Increased Hematocrit During Sodium-Glucose Cotransporter 2 Inhibitor Therapy Indicates Recovery of Tubulointerstitial Function in Diabetic Kidneys.

Sodium-glucose cotransporter 2 (SGLT2) inhibitors have been attracting attention for cardiovascular as well as antidiabetic effects since the results of the Empagliflozin Cardiovascular Outcome Event Trial in Type 2 Diabetes Mellitus Patients (EMPA-REG OUTCOME Trial) were reported. The hematocrit increases during treatment with SGLT2 inhibitors, which have a diuretic effect but do not cause sufficient hemoconcentration to increase the risk of cerebral infarction. Elevation of the hematocrit during SGLT2 inhibitor therapy is presumed to involve enhancement of erythropoiesis in addition to hemoconcentration. In patients with diabetes, the erythropoietin level increases after initiation of treatment with the SGLT2 inhibitor dapagliflozin and reaches a plateau in 2 - 4 weeks. The reticulocyte count increases simultaneously, followed by elevation of hemoglobin and hematocrit. In patients with diabetes, the proximal tubules are overtaxed by excessive glucose reabsorption and the increased oxygen requirement causes tubulointerstitial hypoxia. Consequently, erythropoietin production is impaired because "neural crest-derived" fibroblasts surrounding the damaged renal tubules undergo transformation into dysfunctional fibroblasts. SGLT2 inhibitors reduce the workload of the proximal tubules and improve tubulointerstitial hypoxia, allowing fibroblasts to resume normal erythropoietin production. These drugs represent a new class of diuretics that have a renoprotective effect by improving tubulointerstitial hypoxia, which is the final common pathway to end-stage renal disease. In patients with diabetes, elevation of hematocrit may be a surrogate marker for recovery from reversible tubulointerstitial injury.

Introduction

The Empagliflozin Cardiovascular Outcome Event Trial in Type 2 Diabetes Mellitus Patients (EMPA-REG OUTCOME) [1] demonstrated that treatment with empagliflozin, a sodium-glucose cotransporter 2 (SGLT2) inhibitor, decreased cardiovascular death by 38% in patients with type 2 diabetes at high risk of cardiovascular events and also reduced admission to hospital for heart failure by 35%. Before the results of this study were reported, pooled analyses of clinical studies of canagliflozin [2] and dapagliflozin [3, 4] showed that dapagliflozin treatment also significantly reduced hospitalization for cardiac failure (hazard ratio: 0.57, 95% confidence interval (CI): 0.34 - 0.95) and myocardial infarction (hazard ratio: 0.36, 95% CI: 0.16 - 0.84) compared with placebo. A meta-analysis of SGLT2 inhibitor therapy in more than 30,000 patients published in 2016 [5] revealed that the relative risk of three-point major adverse cardiac events (MACEs) was reduced to 0.84 (95% CI: 0.75 - 0.95), confirming the efficacy of four SGLT2 inhibitors (dapagliflozin, canagliflozin, empagliflozin, and ipragliflozin) for significantly reducing cardiovascular events.
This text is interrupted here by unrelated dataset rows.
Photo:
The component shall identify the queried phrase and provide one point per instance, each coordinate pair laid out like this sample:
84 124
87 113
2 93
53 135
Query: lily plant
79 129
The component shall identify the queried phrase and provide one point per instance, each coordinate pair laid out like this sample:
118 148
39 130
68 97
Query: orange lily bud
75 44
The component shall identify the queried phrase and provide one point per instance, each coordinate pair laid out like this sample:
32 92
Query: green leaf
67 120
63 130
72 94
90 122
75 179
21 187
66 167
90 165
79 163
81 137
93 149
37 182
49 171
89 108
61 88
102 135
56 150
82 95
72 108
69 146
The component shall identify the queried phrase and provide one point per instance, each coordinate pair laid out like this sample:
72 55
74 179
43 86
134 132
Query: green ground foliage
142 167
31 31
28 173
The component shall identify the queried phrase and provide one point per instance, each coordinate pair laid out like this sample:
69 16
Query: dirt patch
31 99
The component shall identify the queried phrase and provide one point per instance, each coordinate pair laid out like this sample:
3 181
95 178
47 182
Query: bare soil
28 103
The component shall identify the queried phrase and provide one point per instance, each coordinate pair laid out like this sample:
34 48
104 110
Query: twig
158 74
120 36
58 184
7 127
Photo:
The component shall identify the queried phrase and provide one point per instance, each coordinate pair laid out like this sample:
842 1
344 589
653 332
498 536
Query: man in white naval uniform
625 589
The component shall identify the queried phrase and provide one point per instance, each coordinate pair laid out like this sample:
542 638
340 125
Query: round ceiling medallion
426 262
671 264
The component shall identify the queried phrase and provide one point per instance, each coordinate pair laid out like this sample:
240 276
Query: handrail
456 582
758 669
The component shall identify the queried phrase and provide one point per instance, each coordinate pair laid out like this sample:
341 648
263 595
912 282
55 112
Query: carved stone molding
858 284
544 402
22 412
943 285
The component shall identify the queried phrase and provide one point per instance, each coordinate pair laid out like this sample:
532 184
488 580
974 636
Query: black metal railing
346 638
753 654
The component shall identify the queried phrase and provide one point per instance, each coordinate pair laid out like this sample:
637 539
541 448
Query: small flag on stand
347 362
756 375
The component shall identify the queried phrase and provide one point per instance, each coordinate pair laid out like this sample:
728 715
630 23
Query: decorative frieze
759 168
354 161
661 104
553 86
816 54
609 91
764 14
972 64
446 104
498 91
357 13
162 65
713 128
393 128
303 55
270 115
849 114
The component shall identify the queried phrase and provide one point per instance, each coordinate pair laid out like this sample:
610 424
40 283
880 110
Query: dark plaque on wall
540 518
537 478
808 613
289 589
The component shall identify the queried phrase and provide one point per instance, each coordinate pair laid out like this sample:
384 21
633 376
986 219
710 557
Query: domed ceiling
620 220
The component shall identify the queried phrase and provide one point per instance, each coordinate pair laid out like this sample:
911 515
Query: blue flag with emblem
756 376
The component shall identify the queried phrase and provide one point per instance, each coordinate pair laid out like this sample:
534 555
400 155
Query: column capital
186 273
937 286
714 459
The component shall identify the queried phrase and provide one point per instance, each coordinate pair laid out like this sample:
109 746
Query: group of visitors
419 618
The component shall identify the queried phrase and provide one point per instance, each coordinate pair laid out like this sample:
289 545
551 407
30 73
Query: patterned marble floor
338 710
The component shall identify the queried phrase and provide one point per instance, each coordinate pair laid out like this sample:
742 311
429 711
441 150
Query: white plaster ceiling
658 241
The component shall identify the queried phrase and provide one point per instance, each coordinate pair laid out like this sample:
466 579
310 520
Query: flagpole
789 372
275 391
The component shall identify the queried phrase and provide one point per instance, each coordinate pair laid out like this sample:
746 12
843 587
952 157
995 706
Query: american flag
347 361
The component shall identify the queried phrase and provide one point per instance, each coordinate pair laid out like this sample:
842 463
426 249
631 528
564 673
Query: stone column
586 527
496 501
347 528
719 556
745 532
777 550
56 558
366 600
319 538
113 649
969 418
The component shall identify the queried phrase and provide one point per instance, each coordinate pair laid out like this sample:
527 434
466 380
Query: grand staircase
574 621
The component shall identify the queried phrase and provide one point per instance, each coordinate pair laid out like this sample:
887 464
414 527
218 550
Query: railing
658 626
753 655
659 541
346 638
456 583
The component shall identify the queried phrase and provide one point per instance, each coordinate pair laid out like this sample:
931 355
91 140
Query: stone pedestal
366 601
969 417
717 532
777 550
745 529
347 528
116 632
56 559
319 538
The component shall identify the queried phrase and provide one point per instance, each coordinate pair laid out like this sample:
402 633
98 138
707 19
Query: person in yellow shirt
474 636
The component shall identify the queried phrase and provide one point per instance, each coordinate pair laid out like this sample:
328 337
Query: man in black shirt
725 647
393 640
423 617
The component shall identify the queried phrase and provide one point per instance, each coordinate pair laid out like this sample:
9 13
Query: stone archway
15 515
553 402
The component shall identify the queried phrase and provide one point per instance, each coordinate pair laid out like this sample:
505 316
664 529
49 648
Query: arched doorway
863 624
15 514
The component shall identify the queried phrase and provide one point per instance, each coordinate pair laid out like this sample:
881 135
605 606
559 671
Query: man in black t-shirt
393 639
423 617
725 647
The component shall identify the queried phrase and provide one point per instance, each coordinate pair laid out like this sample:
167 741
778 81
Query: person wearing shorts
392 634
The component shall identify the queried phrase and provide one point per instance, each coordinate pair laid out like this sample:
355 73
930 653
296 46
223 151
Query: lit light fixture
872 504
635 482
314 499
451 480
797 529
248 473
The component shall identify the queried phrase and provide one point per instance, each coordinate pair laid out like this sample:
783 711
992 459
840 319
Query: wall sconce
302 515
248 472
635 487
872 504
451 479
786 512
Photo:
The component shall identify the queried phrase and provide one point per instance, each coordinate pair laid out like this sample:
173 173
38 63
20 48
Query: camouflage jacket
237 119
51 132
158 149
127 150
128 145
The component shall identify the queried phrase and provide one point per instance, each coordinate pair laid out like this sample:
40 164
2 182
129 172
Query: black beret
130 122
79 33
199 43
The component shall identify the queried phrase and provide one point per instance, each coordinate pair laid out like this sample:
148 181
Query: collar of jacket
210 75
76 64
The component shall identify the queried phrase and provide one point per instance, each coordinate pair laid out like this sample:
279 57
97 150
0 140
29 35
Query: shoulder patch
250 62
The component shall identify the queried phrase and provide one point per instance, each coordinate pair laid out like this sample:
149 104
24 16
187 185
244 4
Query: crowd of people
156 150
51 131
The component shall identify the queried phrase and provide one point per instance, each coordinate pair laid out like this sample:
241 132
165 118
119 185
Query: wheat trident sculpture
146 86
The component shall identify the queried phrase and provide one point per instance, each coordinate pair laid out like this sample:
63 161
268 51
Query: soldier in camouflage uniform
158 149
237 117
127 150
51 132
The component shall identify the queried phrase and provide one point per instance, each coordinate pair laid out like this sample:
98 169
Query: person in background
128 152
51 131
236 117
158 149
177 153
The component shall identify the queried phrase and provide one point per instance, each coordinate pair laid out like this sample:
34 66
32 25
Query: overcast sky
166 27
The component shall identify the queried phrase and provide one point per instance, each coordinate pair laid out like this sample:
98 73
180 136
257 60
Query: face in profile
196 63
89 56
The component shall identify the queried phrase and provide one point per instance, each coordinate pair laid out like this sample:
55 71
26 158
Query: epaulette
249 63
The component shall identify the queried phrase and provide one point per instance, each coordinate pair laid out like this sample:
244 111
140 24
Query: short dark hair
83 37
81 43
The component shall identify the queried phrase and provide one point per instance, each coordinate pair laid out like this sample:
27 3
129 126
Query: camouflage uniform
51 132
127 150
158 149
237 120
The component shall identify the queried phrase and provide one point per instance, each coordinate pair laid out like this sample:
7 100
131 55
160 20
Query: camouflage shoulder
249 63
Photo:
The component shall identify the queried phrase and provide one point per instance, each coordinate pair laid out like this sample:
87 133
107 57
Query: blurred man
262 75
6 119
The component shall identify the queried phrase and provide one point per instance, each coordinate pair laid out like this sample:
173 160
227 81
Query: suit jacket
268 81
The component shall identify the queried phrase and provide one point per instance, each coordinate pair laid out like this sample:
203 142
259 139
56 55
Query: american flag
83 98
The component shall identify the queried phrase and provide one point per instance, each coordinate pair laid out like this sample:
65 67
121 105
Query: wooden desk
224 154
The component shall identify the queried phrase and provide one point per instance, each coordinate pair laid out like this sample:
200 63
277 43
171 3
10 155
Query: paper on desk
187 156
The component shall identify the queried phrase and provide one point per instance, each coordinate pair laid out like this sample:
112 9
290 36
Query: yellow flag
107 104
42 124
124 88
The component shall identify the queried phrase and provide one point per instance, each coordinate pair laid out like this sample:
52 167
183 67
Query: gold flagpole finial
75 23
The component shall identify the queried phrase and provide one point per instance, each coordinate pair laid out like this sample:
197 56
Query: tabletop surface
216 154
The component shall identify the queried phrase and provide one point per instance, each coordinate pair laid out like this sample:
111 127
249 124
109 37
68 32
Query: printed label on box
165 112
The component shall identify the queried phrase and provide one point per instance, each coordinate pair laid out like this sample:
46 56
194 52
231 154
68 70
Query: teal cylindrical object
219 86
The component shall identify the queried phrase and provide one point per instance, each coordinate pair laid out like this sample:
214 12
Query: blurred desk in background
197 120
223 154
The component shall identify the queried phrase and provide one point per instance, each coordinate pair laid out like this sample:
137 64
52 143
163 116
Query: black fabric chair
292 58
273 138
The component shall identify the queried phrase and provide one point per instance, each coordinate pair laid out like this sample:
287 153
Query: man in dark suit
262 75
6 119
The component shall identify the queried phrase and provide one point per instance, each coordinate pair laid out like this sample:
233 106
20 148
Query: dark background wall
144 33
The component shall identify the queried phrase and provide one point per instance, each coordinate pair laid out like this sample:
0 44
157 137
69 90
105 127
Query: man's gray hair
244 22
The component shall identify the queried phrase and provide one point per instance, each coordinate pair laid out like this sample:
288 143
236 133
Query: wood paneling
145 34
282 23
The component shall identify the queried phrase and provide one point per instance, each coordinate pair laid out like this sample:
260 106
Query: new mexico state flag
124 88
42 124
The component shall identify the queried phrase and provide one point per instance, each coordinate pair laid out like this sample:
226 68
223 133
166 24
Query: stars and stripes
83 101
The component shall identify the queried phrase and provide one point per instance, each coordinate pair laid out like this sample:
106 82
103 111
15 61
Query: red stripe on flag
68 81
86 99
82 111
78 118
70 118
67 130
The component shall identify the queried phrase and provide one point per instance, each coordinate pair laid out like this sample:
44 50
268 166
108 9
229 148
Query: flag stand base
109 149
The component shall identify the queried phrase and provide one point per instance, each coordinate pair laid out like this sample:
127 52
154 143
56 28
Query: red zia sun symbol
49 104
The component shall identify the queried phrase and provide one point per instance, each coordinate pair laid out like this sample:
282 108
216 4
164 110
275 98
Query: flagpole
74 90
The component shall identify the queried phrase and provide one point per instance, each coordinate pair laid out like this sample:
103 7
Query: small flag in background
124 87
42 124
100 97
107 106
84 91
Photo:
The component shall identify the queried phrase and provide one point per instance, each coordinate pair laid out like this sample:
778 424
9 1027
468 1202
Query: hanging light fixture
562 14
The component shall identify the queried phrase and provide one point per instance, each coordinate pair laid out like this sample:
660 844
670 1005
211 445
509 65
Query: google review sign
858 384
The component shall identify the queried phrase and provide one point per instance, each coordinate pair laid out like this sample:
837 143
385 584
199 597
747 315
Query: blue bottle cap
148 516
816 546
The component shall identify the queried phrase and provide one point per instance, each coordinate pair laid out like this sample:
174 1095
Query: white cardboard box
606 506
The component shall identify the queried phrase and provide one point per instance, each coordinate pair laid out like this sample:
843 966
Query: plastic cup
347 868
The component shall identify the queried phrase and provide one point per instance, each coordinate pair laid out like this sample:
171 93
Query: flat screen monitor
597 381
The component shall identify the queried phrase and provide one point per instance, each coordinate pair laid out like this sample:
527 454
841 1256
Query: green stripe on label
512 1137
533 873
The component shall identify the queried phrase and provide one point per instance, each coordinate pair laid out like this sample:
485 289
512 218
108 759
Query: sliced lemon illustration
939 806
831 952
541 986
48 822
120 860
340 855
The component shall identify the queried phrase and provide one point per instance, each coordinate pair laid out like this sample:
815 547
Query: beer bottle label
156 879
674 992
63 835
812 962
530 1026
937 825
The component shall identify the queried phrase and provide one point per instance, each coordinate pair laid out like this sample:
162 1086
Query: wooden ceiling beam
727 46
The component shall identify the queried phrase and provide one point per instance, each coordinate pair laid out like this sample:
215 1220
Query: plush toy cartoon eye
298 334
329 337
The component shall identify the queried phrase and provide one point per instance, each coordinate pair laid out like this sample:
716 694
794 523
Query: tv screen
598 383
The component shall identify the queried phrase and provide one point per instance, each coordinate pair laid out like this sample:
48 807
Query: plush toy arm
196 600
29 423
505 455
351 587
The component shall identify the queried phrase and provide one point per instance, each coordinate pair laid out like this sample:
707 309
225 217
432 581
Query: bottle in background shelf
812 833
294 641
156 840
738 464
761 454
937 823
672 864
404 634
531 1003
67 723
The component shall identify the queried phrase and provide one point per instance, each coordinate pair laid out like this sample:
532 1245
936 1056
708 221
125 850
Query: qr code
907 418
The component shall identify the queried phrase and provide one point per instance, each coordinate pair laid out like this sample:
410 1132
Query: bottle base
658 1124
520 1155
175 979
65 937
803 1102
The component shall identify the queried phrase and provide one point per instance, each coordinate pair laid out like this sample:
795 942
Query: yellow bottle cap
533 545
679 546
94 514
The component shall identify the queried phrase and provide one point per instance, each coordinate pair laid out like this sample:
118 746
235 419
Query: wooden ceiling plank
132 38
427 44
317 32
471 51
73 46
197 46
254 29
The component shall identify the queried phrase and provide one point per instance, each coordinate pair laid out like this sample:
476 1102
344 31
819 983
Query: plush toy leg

Thus, the cardiovascular effects of SGLT2 inhibitors have been attracting attention.

The hematocrit increases soon after initiation of SGLT2 inhibitor therapy, and remains elevated as long as SGLT2 inhibitor administration continues [1]. Elevation of the hematocrit has generally been interpreted as indicating hemoconcentration due to the diuretic effect of SGLT2 inhibitors, although it has been reported that the risk of cerebral infarction is not increased [1-5]. Nevertheless, many clinicians consider that an increase in the hematocrit in patients on SGLT2 inhibitor therapy is associated with an elevated risk of cerebral infarction, and discontinue these drugs in patients with excessive hematocrit elevation.

Does Elevation of the Hematocrit in Patients on SGLT2 Inhibitor Therapy Reflect Hemoconcentration Alone?

Diuretics, particularly loop diuretics, are required for treating pulmonary congestion and edema in patients with heart failure complicated by fluid retention. On the other hand, overuse of loop diuretics causes deterioration of renal function in patients with heart failure and is associated with a worse prognosis [6], and these medications should be restricted to the minimum dosage required. Therefore, cardiovascular physicians determine the optimum dose of a loop diuretic by paying attention to blood urea nitrogen and creatinine levels or the blood urea nitrogen/creatinine ratio, in order to suppress activation of neurohumoral factors, maintain adequate circulating blood volume, and avoid deterioration of renal function. It should be noted that these physicians do not use changes in the hematocrit as an index of hemoconcentration during diuretic therapy.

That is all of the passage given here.